- Interactive map of Kozbükü Tunnel Kozbükü Tüneli

Overview
- Location: Fatsa, Ordu Province
- Coordinates: 40°59′40″N 37°38′38″E﻿ / ﻿40.99444°N 37.64389°E Kozbükü Tunnel Location of Kozbükü Tunnel in Turkey
- Status: Operational
- Route: D.010 E70

Operation
- Work began: 1997
- Constructed: Nurol-Tekfen-Yüksel joint venture
- Opened: April 7, 2007; 19 years ago
- Operator: General Directorate of Highways
- Traffic: automotive

Technical
- Length: 261 and 257 m (856 and 843 ft)
- No. of lanes: 2 x 2
- Operating speed: 80 km/h (50 mph)

= Kozbükü Tunnel =

Highway tunnel in Ordu, Turkey

Kozbükü Tunnel (Kozbükü Tüneli), is a highway tunnel constructed in Ordu Province, northern Turkey.

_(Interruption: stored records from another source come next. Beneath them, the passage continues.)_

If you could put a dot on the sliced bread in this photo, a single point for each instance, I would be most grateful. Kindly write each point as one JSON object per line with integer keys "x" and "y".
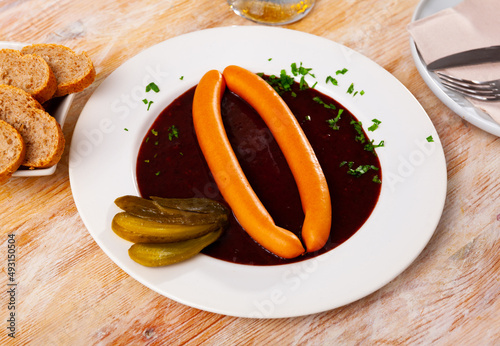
{"x": 12, "y": 151}
{"x": 41, "y": 133}
{"x": 28, "y": 72}
{"x": 74, "y": 72}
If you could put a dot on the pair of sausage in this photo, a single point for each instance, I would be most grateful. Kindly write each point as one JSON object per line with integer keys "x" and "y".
{"x": 232, "y": 182}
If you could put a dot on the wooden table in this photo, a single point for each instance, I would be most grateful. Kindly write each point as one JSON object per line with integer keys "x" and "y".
{"x": 70, "y": 293}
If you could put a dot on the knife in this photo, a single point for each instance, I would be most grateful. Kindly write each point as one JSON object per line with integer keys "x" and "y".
{"x": 470, "y": 57}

Kozbükü Tunnel is part of the Samsun-Ordu Highway within the Black Sea Coastal Highway, of which construction was carried out by the Turkish Nurol-Tekfen-Yüksel joint venture. The 261 and 257 m-long twin-tube tunnel carrying two lanes of traffic in each direction is flanked by 116–150 m-long Kadıoğlu Tunnel in the west and 170–135 m-long Tekkebak Tunnel in the east on the same highway.

The tunnel was opened to traffic on April 7, 2007 by Turkish Prime Minister Recep Tayyip Erdoğan. Dangerous goods carriers are not permitted to use the tunnel.